Enterprises that run large, multi-phase projects with significant cost exposure benefit most — construction and infrastructure firms, manufacturing operations, energy and utility projects, large logistics programmes, and engineering consultancies. Any organisation where workforce, machinery, and budget must be balanced against tight timelines is a strong fit.

Can the platform integrate with our existing ERP or project management tools?

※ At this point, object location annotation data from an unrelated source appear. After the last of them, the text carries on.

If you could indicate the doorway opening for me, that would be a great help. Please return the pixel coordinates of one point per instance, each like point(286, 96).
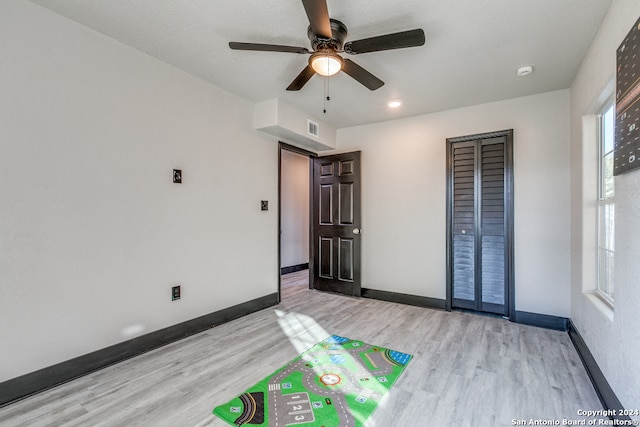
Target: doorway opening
point(294, 216)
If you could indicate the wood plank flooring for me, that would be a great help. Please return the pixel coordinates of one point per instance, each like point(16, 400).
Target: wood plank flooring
point(468, 370)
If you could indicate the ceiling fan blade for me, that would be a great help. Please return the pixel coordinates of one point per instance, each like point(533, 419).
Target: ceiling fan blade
point(361, 75)
point(267, 47)
point(318, 15)
point(302, 79)
point(399, 40)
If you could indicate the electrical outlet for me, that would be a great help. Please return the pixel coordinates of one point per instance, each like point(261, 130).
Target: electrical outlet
point(175, 293)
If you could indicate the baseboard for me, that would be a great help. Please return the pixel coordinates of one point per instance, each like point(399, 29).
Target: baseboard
point(294, 268)
point(46, 378)
point(604, 391)
point(542, 320)
point(408, 299)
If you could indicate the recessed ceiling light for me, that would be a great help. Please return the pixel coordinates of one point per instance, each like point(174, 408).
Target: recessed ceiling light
point(525, 71)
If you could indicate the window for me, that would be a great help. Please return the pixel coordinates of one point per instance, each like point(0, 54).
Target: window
point(606, 204)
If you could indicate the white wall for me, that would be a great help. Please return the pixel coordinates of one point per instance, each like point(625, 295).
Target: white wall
point(294, 209)
point(404, 200)
point(93, 232)
point(612, 336)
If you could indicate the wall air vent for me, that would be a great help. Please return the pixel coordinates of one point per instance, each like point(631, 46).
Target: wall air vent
point(313, 128)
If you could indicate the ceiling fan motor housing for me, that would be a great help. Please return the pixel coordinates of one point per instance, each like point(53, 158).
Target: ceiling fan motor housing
point(338, 35)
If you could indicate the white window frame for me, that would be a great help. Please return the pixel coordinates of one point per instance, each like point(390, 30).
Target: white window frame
point(606, 208)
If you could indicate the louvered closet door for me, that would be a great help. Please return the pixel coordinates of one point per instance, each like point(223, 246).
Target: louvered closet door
point(479, 225)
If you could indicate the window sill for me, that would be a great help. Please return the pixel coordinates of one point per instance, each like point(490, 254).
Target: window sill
point(603, 307)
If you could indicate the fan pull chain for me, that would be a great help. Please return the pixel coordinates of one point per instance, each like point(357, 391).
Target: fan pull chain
point(326, 94)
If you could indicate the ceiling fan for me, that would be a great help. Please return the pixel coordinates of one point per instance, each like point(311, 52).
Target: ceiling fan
point(327, 40)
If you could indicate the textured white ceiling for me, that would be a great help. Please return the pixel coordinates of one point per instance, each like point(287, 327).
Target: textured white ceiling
point(473, 48)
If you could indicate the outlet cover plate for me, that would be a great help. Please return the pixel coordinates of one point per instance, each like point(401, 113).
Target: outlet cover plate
point(175, 293)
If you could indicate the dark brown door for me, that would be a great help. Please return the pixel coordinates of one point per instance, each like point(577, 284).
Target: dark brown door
point(480, 225)
point(336, 223)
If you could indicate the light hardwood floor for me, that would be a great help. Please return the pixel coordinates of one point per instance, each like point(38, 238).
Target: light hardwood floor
point(467, 370)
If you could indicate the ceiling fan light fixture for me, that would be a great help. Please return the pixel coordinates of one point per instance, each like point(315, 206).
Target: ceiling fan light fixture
point(326, 63)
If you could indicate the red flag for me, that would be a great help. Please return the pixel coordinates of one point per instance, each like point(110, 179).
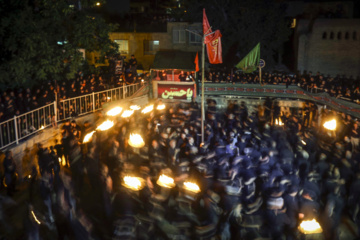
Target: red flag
point(212, 41)
point(197, 62)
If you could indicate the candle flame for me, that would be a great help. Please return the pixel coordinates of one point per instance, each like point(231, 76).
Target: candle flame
point(148, 109)
point(330, 125)
point(133, 183)
point(310, 227)
point(135, 107)
point(193, 187)
point(35, 218)
point(136, 141)
point(127, 113)
point(88, 137)
point(161, 107)
point(279, 122)
point(165, 181)
point(114, 111)
point(105, 125)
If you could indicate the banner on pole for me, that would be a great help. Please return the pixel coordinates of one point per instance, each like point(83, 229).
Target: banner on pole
point(212, 41)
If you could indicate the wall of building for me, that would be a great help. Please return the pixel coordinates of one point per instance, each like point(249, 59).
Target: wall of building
point(330, 46)
point(166, 42)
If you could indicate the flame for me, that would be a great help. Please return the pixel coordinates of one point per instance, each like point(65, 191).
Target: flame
point(135, 107)
point(105, 125)
point(88, 137)
point(310, 227)
point(114, 111)
point(133, 183)
point(148, 109)
point(136, 141)
point(127, 113)
point(165, 181)
point(193, 187)
point(161, 107)
point(330, 125)
point(35, 218)
point(279, 122)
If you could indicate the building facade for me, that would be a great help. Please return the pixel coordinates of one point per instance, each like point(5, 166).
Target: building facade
point(179, 36)
point(329, 46)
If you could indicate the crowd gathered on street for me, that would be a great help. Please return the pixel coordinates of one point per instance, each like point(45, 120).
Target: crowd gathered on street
point(259, 175)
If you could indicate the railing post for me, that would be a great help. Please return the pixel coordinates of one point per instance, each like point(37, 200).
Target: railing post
point(16, 136)
point(93, 102)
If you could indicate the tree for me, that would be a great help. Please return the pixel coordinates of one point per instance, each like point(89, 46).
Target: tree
point(243, 24)
point(39, 39)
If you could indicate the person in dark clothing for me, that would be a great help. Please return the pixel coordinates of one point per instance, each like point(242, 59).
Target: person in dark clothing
point(133, 65)
point(10, 173)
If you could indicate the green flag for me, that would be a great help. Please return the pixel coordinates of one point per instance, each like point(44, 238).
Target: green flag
point(251, 61)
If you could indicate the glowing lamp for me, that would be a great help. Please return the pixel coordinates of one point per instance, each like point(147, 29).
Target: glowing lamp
point(105, 125)
point(165, 181)
point(161, 107)
point(133, 183)
point(310, 227)
point(279, 122)
point(88, 137)
point(35, 218)
point(330, 125)
point(192, 187)
point(114, 111)
point(127, 113)
point(135, 107)
point(148, 109)
point(136, 141)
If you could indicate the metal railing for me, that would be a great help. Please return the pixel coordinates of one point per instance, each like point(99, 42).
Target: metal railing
point(24, 125)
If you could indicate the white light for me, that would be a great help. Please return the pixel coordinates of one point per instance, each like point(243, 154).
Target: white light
point(165, 181)
point(161, 107)
point(148, 109)
point(310, 227)
point(127, 113)
point(36, 220)
point(114, 111)
point(88, 137)
point(135, 107)
point(133, 183)
point(193, 187)
point(136, 141)
point(330, 125)
point(105, 125)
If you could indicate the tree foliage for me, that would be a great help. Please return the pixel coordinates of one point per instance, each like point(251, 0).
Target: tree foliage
point(39, 39)
point(243, 24)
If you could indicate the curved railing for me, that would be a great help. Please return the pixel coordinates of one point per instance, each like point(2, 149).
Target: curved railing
point(281, 91)
point(24, 125)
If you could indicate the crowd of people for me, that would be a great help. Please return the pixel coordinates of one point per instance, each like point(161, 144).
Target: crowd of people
point(256, 177)
point(19, 101)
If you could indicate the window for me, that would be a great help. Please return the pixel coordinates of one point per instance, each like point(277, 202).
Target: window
point(179, 36)
point(347, 35)
point(324, 35)
point(151, 47)
point(194, 39)
point(123, 46)
point(339, 36)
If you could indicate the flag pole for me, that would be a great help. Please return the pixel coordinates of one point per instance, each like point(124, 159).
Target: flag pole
point(202, 90)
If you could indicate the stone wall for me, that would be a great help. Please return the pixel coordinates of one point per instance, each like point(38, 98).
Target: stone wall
point(329, 46)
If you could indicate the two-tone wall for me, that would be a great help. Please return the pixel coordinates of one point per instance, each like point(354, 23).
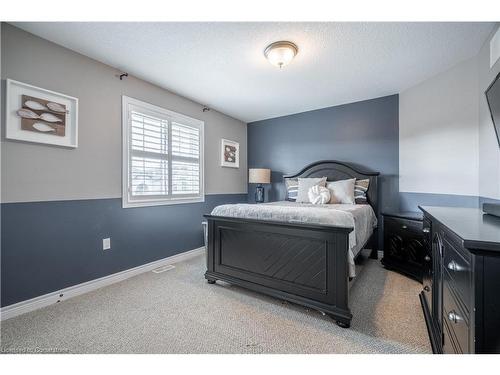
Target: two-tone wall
point(58, 204)
point(448, 151)
point(364, 133)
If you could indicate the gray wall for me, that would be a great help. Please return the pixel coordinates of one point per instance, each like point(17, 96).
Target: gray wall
point(58, 204)
point(489, 151)
point(32, 172)
point(365, 133)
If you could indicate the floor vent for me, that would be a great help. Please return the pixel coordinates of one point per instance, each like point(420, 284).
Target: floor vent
point(161, 269)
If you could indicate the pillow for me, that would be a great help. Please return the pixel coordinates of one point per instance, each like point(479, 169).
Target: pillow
point(319, 195)
point(292, 188)
point(305, 184)
point(360, 189)
point(342, 191)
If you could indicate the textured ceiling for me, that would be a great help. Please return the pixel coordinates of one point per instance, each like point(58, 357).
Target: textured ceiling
point(222, 64)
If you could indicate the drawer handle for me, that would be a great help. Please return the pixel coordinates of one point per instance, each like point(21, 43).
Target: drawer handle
point(454, 317)
point(454, 266)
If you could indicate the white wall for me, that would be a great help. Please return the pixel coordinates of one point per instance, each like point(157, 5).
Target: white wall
point(34, 172)
point(438, 133)
point(489, 150)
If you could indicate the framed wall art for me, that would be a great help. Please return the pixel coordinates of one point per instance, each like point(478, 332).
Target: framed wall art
point(230, 154)
point(37, 115)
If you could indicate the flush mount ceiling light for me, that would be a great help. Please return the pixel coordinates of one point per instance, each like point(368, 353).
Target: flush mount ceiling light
point(281, 53)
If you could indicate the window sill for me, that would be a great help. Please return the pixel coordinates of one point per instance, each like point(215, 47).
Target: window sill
point(166, 202)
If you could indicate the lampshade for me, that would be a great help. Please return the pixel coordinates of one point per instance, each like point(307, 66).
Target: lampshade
point(259, 176)
point(281, 53)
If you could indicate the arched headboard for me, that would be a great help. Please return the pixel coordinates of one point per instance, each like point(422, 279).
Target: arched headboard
point(337, 170)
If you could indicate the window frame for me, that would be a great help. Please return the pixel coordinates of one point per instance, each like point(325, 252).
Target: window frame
point(128, 104)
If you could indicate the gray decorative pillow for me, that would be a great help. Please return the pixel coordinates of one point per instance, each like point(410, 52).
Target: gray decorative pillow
point(342, 191)
point(292, 188)
point(305, 184)
point(360, 189)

Yes. We integrate with SAP, Oracle, Primavera P6, MS Project, and any system with an API or exportable data. Historical operational data from these systems becomes the probabilistic prior that drives more accurate forecasts over time.

How long does it take to deploy this kind of system?

A focused engagement — predictive forecasting on one project portfolio — can be operational in 8–12 weeks. A full decision intelligence platform with simulation, optimization, and integration into existing enterprise systems is typically a multi-phase delivery spanning several months.

What's the difference between this and traditional scenario planning?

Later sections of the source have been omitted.